- Joined
- Jun 24, 2010
- Messages
- 34,830
- Name
- Stu
You mean like they have successfully fined and/or suspended the last several players? I would actually bet that if they fined him AND Sted wanted to fight it in court, he'd win. It won't happen but it is rules like this that just make me shake my head at the NFL powers that be. No real purpose behind what they do and no real rationale to how they enforce it. I think we all agree that by what the NFL assumes "as a prop" to mean, Sted violated the rule. And yet? Wouldn't the NFL have fined him if they were going to?

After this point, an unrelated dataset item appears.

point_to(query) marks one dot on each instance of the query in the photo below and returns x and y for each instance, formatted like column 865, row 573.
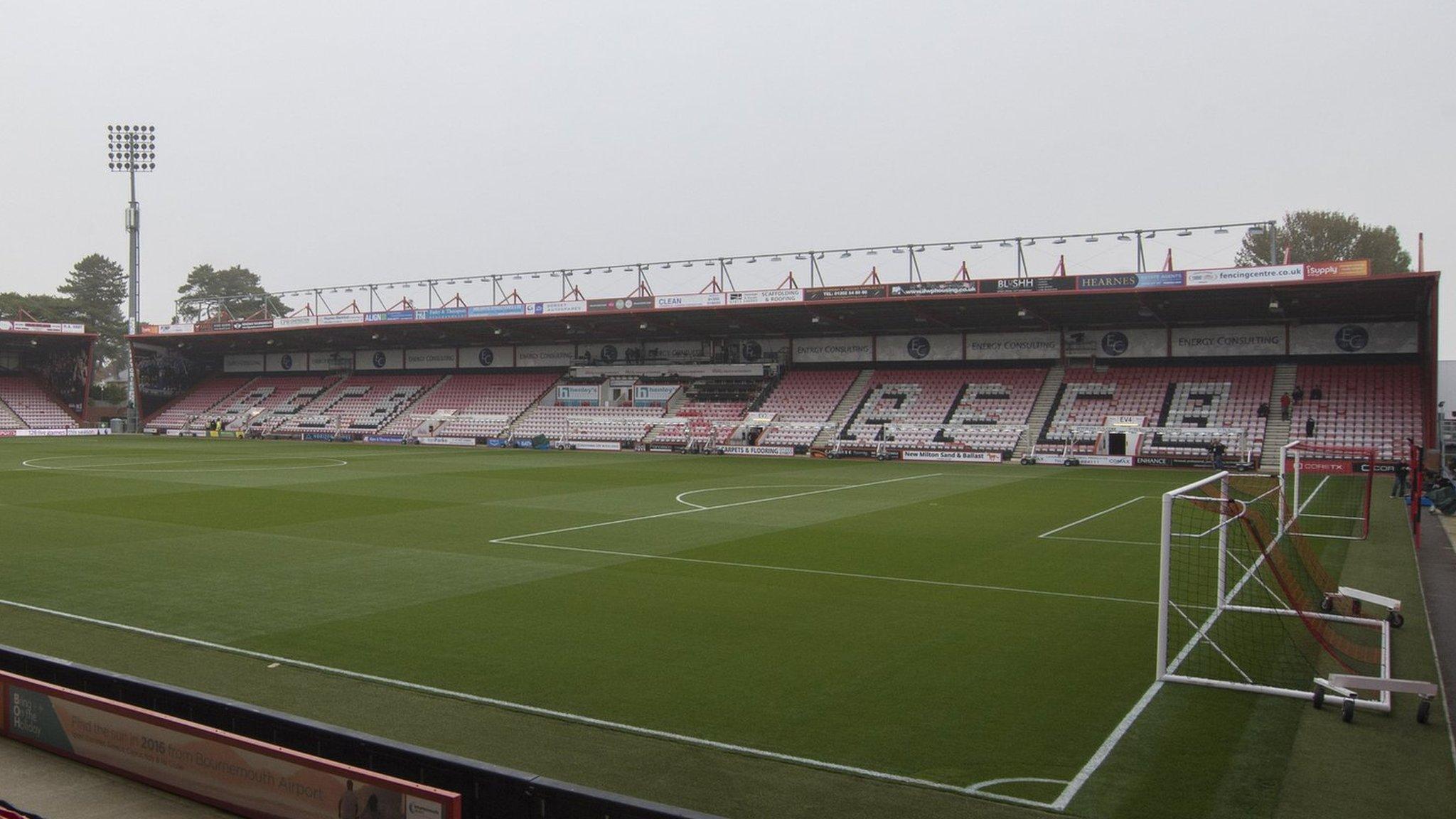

Way to uniformly enforce your rules NFL. I guess using the ball as a prop wasn't that bad in THIS case. But we reserve the right to enforce it next time. Did the NO player receive a fine after getting flagged for it? Nope.Bailey broke the rule, they can fine him for it.
What I'm saying is that the NFL policies, rules, and enforcement are a joke. They make rules that don't benefit the game and then try to act like they are all about integrity. It's a stupid rule, it is likely legally unenforceable because it is yet another example of ambiguity which the courts hate, it has no real stated purpose (using the ball as a prop), and the NFL is doing its all too familiar job of seat of the pants enforcement of its rules.
My disagreement is that by definition, spiking the ball is using the ball as a prop every bit as much as making a pillow out of it or riding it as if it were a horse. The prop rule was a knee jerk reaction by the NFL to act like they were trying to do right by the fans. Instead, it was lipstick on a pig and only served to make yet another ambiguous rule for the refs to interpret in their own knee jerk fashion. It's a microcosm of Goodhell's mess of an NFL he is creating.
If it is worth making a rule about, it is worth defining and making clear not only what the rule actually is but why it is there.